Aus diesen Erörterungen folgt, dass Frau B.D.________ in dem Zustand, in dem sie sich jetz befindet, nicht fähig ist, Kinder zu erziehen. Sie hat in Zusammenhang mit ihrem psychischen Störungsbild seit Monaten die beiden 1999 un 2000 geborenen Töchter schweren psychischen Belastungen ausgesetzt. Beratung und Hilfe vom Sozial-Beratungs-Zentrum, den Ärzten und anderen Instanzen vermochten nichts an ihrem Verhalten zu verändern. Da Frau A.D.________ keinerlei Ratschlägen zugänglich ist und eine psychiatrische Abklärung und Behandlung weit von sich weisst, ist vorläufig nicht mit einer Verbesserung ihres psychischen Gesundheitszustandes zu rechnen.

Aufgrund von Angaben Ihrer Akten, den Angaben von Herrn B.D., dem Vater, und von Frau [...], der Sozialarbeiterin des Kinderheims [...] sind die beiden Kinder C.D. und D.D.________ psychosozial gut entwickelt und litten nicht an Verhaltensstörungen."

En conclusion à son rapport, l'expert répond aux questions du juge de la manière suivante (traduction libre) :

"1. Monsieur B.D., 17.12.1962, est capable d'élever ses deux filles nées en 1999 et 2000. Madame A.D., née E._______, le 14 juillet 1964, n'est actuellement pas capable d'élever ses enfants en raison de ses troubles psychiques.
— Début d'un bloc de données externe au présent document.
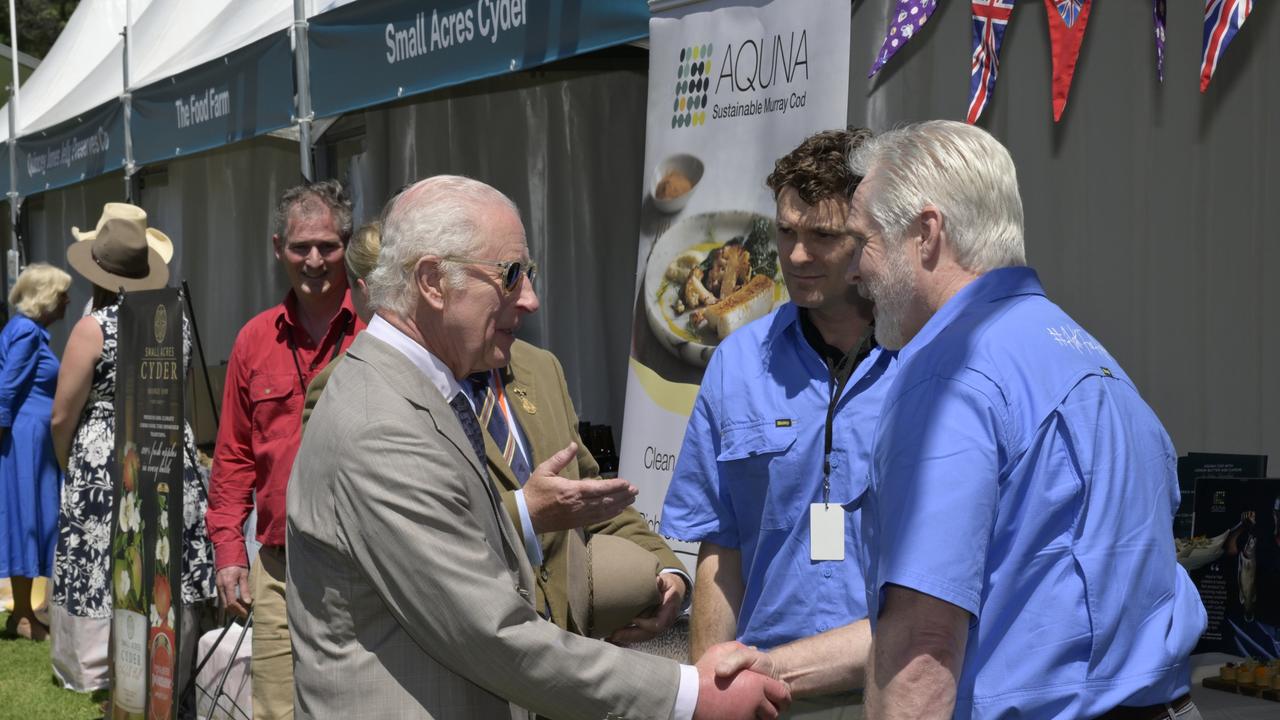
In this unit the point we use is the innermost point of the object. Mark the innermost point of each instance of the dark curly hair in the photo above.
(819, 167)
(309, 197)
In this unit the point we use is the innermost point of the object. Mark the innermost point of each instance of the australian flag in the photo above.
(990, 19)
(1223, 19)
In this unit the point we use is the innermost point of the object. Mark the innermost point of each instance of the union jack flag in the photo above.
(1223, 19)
(990, 19)
(1069, 9)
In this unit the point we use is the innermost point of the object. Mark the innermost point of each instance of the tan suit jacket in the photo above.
(410, 593)
(538, 396)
La garde doit être attribuée au père, Monsieur B.D.________, afin de respecter au mieux la règle du bien de l'enfant.

Des mesures de curatelle sont nécessaires afin de régler le droit de visite, qui ne peut vraisemblablement pas être organisé d'un commun accord.
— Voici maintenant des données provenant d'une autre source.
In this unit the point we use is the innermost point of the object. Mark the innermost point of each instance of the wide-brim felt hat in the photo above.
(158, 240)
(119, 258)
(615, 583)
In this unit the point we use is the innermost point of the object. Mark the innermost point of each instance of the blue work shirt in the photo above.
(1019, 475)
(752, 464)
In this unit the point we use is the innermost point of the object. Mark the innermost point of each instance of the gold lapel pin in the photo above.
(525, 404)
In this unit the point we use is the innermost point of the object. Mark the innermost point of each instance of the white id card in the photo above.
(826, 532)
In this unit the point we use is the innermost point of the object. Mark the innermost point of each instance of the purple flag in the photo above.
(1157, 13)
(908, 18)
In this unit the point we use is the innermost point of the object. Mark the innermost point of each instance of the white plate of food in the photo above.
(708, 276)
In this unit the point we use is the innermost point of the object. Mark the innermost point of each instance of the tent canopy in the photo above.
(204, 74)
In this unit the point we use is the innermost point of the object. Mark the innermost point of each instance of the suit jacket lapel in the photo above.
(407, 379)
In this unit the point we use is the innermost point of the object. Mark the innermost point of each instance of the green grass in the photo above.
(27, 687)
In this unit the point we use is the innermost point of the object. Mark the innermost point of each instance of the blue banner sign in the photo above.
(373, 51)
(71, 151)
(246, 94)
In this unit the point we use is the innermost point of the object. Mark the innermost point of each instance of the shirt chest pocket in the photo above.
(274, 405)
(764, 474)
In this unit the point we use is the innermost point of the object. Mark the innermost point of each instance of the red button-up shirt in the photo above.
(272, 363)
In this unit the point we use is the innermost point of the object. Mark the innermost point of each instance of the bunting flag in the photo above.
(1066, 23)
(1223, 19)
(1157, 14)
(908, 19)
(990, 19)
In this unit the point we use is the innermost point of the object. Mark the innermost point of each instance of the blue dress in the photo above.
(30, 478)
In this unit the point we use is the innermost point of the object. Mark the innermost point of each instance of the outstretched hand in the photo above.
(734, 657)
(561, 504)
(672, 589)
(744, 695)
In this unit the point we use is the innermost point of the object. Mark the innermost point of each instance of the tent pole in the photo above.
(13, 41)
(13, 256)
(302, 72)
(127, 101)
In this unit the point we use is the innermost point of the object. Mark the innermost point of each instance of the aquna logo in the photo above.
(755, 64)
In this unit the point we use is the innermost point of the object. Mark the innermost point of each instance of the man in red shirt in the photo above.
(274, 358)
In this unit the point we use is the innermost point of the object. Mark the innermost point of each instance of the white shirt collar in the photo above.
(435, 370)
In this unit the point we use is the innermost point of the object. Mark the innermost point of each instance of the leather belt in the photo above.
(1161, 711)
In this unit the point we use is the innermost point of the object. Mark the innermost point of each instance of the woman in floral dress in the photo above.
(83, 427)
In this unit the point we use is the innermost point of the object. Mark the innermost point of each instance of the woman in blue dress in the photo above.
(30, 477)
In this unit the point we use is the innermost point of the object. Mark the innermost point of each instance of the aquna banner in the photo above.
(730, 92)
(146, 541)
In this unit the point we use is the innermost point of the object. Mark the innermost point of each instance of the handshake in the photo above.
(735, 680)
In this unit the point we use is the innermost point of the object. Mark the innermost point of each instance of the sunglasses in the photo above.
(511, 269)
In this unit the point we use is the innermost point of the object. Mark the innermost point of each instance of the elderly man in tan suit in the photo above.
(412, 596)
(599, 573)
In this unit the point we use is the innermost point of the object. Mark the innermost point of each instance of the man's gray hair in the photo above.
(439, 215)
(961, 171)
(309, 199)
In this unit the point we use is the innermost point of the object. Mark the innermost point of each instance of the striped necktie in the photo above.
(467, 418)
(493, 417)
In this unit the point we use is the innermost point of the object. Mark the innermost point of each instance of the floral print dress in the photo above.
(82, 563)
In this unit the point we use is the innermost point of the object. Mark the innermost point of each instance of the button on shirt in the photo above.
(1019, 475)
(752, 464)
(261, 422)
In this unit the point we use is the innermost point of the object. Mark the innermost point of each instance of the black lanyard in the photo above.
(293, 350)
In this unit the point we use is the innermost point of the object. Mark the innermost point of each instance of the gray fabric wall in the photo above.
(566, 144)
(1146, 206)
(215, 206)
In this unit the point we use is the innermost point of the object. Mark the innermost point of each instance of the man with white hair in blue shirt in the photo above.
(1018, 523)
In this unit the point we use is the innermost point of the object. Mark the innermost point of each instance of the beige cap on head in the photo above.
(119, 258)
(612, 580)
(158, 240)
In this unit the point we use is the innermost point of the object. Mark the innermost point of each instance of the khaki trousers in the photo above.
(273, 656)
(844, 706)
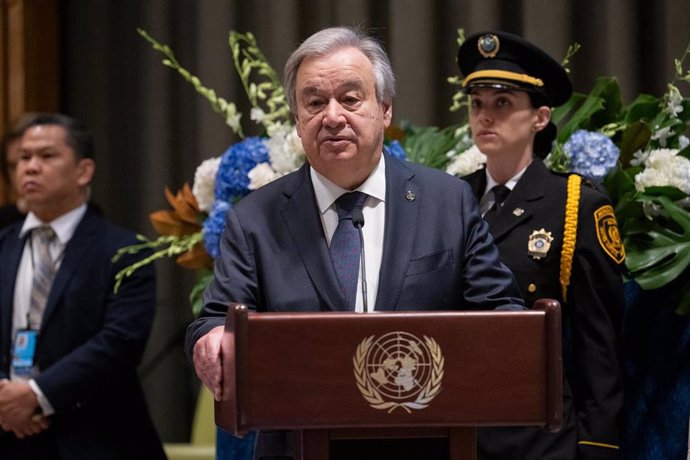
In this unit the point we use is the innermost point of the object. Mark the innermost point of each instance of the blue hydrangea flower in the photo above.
(591, 154)
(213, 227)
(231, 180)
(396, 150)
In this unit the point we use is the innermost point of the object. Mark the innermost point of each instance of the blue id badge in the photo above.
(23, 352)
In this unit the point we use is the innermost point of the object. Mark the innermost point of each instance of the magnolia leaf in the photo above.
(635, 137)
(644, 107)
(621, 184)
(673, 193)
(563, 112)
(684, 304)
(195, 258)
(666, 254)
(429, 145)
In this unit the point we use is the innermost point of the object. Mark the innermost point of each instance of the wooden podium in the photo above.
(330, 376)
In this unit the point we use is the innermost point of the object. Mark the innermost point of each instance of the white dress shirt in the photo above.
(64, 227)
(374, 211)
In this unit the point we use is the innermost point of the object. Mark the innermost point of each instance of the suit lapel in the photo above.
(75, 251)
(403, 196)
(522, 201)
(9, 263)
(301, 217)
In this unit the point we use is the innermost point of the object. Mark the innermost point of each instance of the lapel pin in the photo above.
(539, 243)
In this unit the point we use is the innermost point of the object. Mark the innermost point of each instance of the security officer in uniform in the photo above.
(557, 233)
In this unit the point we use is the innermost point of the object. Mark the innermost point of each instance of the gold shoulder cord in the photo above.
(572, 204)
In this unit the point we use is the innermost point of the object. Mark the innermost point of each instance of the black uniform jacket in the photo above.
(592, 312)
Madame A.D.________ a, tout comme son époux, été soumis à un examen psychiatrique de deux heures. Comme elle n'a pas coopéré, la consultation s'est concentrée sur ses capacités éducatives. Même si le diagnostic n'est pas établi, il n'y a pas de doute, du point de vue psychiatrique, quant au manque de capacités éducatives de Madame A.D.________."

Le 12 janvier 2007, le président du tribunal de Sursee a rendu un prononcé de mesures protectrices de l'union conjugale aux termes duquel, notamment, il a attribué la garde des enfants à leur père, prévu une curatelle d'assistance éducative en faveur des filles (art. 308 al. 1 CC) et astreint le défendeur à contribuer à l'entretien de son épouse par le versement d'une pension mensuelle de fr. 300.- par mois. Ce prononcé a été confirmé en appel, le 12 mars 2007, sur la base de l'expertise précitée du 12 décembre 2006.

B.D.________ a maintenu ses enfants en foyer jusqu'à fin juin 2007, afin de leur préserver un équilibre scolaire. C.D.________ et D.D.________ vivent auprès de leur père depuis le mois de juillet 2007.

Le 6 août 2008, le Conseil municipal de Neuenkirch a nommé X.________ en qualité de curatrice des enfants des parties. Celle-ci a établi un premier rapport qui retrace la situation jusqu'à fin juin 2009, à savoir que les enfants vivent depuis le mois de juillet 2007 auprès de leur père, lequel travaille à plein temps et recourt à une famille qui puisse accueillir les filles durant la journée. B.D.________ a une amie, qui vit à Bâle et entretient avec ces dernières de bons contacts. La curatrice relève que l'entente entre C.D.________ et la maman de jour (alors dame F.) était malaisée, D.D. semblant pour sa part plus heureuse et épanouie que sa sœur dans cette famille. Elle rapporte que la demanderesse vit à Lausanne, seule, et qu'elle exerce plus ou moins régulièrement son droit de visite depuis décembre 2008. Il semble que D.D.________ ait du plaisir à rencontrer sa mère. L'aînée souhaiterait que les visites soient plus espacées. Les trajets jusqu'à Lausanne sont contraignants pour les enfants.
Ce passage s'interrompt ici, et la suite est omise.